Sunday, October 14, 2018

Pressures to Succeed

 Even in meditative settings, it's surprising to learn that there is a pressure to "succeed" or to progress in meditation in ways that feel authentically like a series of stages. I have been learning recently how meditation unearth's unconscious "success" scripts, or the ways that we believe we are progressing in anything--not just a spiritual practice but in life generally. In all of our group practices, we have tried to emphasize the importance of awareness without force: a need to simply know what's happening in mind while seeing that they are about as insubstantial as clouds. Even the most pervasive dream (or nightmare) that comes to mind is fleeting and circumstantial: it comes from the exigencies of the moment, rather than being a permanent fixture in one's personality. Why is one's success or failure in meditative practice based on the relative view of phenomena?
   I also try to extend the success mindset to everyday life. Any time we want something, we frame it as an achievement to gain it, a failure to lose it, and dissatisfaction with our present circumstances when it is not attained now. These three dynamics create desire, aversion and ignorance (the three kleshas). In the state of craving, one imagines that the desired state will bring lasting happiness, so one starts to crave it. In the state of aversion, I don't want to lose or see myself as someone who is striving for success yet humiliated by circumstances. With "ignorance" comes the ingratitude I show toward the things that are in front of me: when I am focused on one way of being, I am not able to see what's in front of me.

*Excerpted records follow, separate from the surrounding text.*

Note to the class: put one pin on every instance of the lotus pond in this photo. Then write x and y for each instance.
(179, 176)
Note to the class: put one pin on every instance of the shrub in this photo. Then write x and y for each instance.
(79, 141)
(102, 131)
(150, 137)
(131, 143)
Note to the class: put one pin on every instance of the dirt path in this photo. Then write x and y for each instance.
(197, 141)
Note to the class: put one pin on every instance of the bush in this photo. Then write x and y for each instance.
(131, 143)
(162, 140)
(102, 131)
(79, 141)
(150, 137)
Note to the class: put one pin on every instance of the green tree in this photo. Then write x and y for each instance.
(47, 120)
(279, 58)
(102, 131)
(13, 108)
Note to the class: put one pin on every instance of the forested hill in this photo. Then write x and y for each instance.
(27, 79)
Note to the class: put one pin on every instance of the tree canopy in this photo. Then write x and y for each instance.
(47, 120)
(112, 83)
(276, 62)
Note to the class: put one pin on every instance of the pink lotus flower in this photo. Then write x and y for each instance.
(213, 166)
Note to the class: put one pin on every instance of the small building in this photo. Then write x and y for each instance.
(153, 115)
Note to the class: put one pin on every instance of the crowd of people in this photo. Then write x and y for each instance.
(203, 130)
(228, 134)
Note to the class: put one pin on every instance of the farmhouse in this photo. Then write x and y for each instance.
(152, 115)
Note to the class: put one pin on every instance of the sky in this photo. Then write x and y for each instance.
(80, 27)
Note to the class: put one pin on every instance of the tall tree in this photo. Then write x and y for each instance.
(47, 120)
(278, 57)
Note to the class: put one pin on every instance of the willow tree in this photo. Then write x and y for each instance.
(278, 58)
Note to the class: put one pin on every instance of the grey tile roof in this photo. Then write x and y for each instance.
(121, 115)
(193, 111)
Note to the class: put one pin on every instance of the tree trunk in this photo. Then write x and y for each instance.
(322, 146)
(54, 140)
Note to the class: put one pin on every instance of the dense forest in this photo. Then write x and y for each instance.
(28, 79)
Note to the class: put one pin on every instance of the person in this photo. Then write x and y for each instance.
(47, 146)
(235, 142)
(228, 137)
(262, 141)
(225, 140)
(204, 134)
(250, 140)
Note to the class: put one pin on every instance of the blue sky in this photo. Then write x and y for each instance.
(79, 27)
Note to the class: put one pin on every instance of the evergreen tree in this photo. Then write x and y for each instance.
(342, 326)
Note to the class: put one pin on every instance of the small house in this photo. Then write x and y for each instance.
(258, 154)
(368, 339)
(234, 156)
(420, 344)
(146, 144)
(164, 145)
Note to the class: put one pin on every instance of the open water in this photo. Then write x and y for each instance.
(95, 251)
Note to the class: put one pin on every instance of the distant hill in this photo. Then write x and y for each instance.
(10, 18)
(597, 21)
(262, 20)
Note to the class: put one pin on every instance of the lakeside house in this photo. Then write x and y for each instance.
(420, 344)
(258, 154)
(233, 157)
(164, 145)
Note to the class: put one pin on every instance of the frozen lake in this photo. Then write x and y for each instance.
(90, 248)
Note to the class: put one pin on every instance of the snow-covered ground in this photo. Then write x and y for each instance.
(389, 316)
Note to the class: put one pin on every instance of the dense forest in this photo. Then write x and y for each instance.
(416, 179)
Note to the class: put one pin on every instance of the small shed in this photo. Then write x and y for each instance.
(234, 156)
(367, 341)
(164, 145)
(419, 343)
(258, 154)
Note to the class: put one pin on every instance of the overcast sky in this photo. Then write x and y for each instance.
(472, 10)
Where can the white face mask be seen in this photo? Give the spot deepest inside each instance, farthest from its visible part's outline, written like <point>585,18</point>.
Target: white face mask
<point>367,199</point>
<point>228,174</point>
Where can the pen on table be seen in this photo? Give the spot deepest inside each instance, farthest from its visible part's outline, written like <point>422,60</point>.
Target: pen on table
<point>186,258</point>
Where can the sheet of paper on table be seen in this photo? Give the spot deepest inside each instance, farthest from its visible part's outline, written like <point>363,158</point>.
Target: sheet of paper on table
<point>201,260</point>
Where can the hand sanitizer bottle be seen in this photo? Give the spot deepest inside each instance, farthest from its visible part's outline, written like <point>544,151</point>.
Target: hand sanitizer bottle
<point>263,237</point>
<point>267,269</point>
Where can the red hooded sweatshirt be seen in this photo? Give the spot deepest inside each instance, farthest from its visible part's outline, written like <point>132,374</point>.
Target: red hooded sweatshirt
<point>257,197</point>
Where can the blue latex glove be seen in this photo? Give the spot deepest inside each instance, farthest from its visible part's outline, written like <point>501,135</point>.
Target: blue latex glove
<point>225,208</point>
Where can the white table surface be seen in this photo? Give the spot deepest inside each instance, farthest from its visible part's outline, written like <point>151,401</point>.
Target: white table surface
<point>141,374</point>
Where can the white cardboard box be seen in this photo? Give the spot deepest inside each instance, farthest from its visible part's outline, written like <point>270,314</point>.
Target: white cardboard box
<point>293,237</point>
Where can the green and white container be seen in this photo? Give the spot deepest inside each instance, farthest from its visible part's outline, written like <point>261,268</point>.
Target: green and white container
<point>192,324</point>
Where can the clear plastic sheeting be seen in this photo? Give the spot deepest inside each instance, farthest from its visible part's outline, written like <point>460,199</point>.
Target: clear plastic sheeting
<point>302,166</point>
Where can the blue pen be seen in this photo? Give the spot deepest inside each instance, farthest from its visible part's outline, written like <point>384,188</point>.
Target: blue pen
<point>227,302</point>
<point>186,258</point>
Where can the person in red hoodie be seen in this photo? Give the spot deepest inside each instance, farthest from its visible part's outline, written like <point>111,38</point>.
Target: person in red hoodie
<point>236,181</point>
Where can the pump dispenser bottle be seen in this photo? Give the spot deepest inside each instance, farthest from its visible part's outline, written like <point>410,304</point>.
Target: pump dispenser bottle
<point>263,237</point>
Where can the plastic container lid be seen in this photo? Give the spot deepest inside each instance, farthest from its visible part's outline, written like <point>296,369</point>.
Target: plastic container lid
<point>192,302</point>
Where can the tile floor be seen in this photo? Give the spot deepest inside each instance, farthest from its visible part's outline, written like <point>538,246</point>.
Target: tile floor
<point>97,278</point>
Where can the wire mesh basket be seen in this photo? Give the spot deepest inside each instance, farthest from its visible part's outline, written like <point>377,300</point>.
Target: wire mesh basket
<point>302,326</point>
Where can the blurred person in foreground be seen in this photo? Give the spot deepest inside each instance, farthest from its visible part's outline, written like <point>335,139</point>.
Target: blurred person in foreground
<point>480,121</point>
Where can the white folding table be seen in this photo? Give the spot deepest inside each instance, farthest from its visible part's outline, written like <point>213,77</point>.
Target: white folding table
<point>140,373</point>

   This model also suggests that every desire creates a subtle subjectivity: a sense of someone being either a success, a failure, or a "nobody". I found that it's important to be aware of what subject emerges from desire. I have noticed that when I am able to accept the fact that my identity is not equipped to always succeed (ie I have both strengths and failings), I have found that I am less anxious about success or acquiring things I want. Why is that? It's because every desire has a hidden narrative of worth or lack of worth. It is as though I have been pressured to always succeed in living up to what I want, by earning it, or by proving myself worthy of it. But what would happen if I totally accepted the fact that I cannot always succeed: that success is relative not just to my current capacities but also to the circumstances of the moment? This creates a more realistic space for me to reflect on my wants without internalizing a sense of failure. It would sometimes be helpful for me to even practice imagining being rejected or proven ineligible for things I want (such as earning a degree) as a way of critically reflecting on whether this rejection is really going to "kill" me, or even affects me fundamentally. Reflecting this way might mitigate the anxieties that are often associated with wants, and might also get people to reflect on the difference between want and need.